Regardless of this, er, uncomfortable moment, I remain a huge proponent for love knowing no bounds: falling in love when you least expect it and reveling in that experience until you’re no longer in it. I continue to toe the line between honoring the culture and community from which I’m derived, and being head-over-heels in love with someone foreign to it. Of course, that doesn’t mean we don’t have the unexpected visitor pop by, every now and again. But for when they do, I’ve concocted a fool-proof, three-fold approach to politely declining to obvious setup.
1Smile And Nod
If your family invites you to a dinner party, then proceeds to seat you next to the only single guest in attendance, who seems to have already been given your resumé to read and your Instagram handle to stalk beforehand, don’t panic. Don’t throw food across the table or dramatically toss back your chair. Instead, try to appease your family by sitting through each course with your head held high and your phone in your pocket. Make polite conversation, and small references to a nondescript person you are dating, who is maybe currently overseas on business or perhaps developing a Broadway play. I have more fake boyfriends than I have fingers. Then, once all the guests have left, address the snafu in private.

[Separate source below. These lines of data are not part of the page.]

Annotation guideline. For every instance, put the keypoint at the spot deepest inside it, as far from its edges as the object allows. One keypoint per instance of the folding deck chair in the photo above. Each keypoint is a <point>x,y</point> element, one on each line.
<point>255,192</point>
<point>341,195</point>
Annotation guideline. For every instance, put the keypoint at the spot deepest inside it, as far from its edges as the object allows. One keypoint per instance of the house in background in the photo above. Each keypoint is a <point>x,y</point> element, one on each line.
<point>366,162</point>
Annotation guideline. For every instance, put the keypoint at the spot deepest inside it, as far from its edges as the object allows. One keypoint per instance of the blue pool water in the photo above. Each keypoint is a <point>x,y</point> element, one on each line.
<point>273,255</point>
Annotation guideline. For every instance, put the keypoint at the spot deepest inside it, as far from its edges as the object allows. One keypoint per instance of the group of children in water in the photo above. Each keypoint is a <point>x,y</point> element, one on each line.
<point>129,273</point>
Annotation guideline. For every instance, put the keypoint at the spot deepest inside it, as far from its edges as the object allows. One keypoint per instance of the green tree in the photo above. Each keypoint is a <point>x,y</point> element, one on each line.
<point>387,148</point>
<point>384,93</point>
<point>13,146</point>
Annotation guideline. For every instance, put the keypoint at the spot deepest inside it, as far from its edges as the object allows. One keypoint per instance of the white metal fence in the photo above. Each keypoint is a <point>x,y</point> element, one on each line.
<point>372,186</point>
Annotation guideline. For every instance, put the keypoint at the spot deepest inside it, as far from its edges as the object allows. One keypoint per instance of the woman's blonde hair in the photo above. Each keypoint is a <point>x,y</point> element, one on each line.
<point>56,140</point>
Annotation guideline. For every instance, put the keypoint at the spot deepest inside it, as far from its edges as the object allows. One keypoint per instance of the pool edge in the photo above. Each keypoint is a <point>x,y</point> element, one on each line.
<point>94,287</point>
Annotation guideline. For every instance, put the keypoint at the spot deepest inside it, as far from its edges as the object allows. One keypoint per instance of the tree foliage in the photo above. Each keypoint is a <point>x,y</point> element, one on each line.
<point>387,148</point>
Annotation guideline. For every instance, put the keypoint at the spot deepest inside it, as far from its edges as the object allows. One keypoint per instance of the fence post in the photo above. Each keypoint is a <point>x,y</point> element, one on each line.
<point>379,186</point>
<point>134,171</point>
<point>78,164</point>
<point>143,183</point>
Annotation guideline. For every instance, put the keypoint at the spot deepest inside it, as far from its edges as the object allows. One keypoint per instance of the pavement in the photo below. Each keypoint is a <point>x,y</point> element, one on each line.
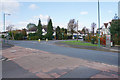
<point>30,59</point>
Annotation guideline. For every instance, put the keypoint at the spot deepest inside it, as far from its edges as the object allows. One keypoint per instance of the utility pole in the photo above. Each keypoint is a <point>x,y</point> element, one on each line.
<point>4,22</point>
<point>99,23</point>
<point>77,30</point>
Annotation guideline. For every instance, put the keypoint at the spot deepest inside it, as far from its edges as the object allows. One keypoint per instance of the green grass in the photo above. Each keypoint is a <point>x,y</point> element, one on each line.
<point>78,43</point>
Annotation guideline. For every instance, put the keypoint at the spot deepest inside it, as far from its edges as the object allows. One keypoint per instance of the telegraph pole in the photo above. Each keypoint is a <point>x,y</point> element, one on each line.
<point>99,23</point>
<point>77,30</point>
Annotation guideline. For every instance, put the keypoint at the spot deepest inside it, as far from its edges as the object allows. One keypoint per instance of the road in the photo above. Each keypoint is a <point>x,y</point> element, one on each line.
<point>110,58</point>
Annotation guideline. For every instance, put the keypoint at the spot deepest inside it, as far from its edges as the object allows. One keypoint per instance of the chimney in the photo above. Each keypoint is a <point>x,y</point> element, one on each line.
<point>106,24</point>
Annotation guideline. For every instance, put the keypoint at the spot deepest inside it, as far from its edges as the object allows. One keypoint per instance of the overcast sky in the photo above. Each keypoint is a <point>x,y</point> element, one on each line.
<point>23,13</point>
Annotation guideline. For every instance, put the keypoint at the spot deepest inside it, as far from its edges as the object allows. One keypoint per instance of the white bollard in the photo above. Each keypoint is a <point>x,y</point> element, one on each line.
<point>38,40</point>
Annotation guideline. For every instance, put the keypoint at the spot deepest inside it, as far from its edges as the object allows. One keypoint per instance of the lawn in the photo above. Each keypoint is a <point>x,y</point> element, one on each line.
<point>78,43</point>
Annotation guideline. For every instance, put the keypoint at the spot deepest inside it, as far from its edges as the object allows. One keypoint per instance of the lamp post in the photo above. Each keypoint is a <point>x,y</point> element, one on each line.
<point>99,23</point>
<point>4,22</point>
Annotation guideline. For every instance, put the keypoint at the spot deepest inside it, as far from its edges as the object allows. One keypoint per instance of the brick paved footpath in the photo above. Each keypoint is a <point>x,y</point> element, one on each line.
<point>48,65</point>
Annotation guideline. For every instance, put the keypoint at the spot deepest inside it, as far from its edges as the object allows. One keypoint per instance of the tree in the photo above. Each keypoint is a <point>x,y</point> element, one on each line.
<point>39,30</point>
<point>24,32</point>
<point>58,33</point>
<point>72,26</point>
<point>10,28</point>
<point>115,31</point>
<point>93,26</point>
<point>31,27</point>
<point>49,30</point>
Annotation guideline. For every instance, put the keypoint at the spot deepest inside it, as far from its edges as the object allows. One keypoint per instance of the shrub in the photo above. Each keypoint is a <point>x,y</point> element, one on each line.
<point>19,36</point>
<point>103,40</point>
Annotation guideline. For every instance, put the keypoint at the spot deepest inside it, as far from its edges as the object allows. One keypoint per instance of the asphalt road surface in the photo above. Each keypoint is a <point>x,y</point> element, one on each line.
<point>110,58</point>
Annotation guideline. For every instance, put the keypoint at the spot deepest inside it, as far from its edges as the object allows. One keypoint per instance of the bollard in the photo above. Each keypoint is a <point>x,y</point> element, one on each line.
<point>38,40</point>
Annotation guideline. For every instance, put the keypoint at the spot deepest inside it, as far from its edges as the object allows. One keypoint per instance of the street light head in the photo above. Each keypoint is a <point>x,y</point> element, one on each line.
<point>9,14</point>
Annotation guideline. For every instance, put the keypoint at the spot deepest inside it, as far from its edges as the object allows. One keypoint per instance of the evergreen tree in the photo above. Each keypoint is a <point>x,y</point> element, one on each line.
<point>57,32</point>
<point>49,30</point>
<point>39,29</point>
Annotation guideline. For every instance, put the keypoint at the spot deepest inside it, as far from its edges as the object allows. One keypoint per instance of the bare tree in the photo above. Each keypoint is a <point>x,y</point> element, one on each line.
<point>93,26</point>
<point>72,25</point>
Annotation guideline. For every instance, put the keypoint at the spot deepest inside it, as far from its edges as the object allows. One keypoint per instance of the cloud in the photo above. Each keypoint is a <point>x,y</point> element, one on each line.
<point>84,13</point>
<point>34,19</point>
<point>9,6</point>
<point>33,6</point>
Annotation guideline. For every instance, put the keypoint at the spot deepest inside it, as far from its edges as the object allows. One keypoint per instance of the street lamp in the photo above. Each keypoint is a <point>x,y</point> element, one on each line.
<point>99,23</point>
<point>4,21</point>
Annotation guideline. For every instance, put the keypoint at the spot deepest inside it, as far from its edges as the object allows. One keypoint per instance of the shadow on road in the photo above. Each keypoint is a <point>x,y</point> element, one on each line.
<point>12,70</point>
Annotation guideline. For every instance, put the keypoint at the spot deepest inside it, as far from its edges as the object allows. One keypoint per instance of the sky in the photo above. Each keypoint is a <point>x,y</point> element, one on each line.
<point>23,13</point>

If you’re out at a restaurant with your family, and “unexpectedly run in” to another table of family friends who you haven’t seen in decades, but apparently their grandson has really shot up like a beanstalk and has waxed off his unibrow and has opened up a field hockey program for underprivileged kids, don’t sit back in your seat and chug an entire bottle of wine. Instead, act inquisitively about this person, then consider rattling off a list of your own accomplishments. Feel free to tell them every small detail of your job, right down to the very last semi colon. If you’re a Sex & Dating Editor like me, tell them about that masturbation article you wrote last month. Then smile pleasantly, and bid them adieu.
If you’re attending your fifth wedding of the year (this may be a problem very specific to Persians), and you find yourself seated at the kids table, where everyone dining with you is under the age of 10 except for one, single bachelor named Hamid, who is getting his masters in engineering and is “waiting for more information to be released” before making his mind up about climate change, do not spend the entire ceremony in the bathroom (people apparently think this is weird). Instead, dance with the flower girl. Go hang out with your drunk aunt. Wrestle on the ground with a few strangers for the bouquet. Gawk at the Persian knife dance. Enjoy the night and try your best to ignore the fact that you were blatantly set up by meddling relatives.
While I’m always game to rant about relatives, I must also acknowledge how blessed I feel to come from a family with such a rich cultural history and so much love to go around — even if they do sometimes show up announced or try to set me up with their friend’s in-law’s step-son. I understand that as a first-generation American, upholding the traditions of the country from which I descend is a big responsibility, and one that I take seriously. But I intend to scold my kids in Farsi and cook them stews that they can’t pronounce, no matter who I fall in love with. In the meantime, I plan to keep dating my partner, eating with my extended family every Sunday night, and dodging their not-so-subtle attempts at setting me up. You can’t pick your family — but that doesn’t mean you should let your family pick yours!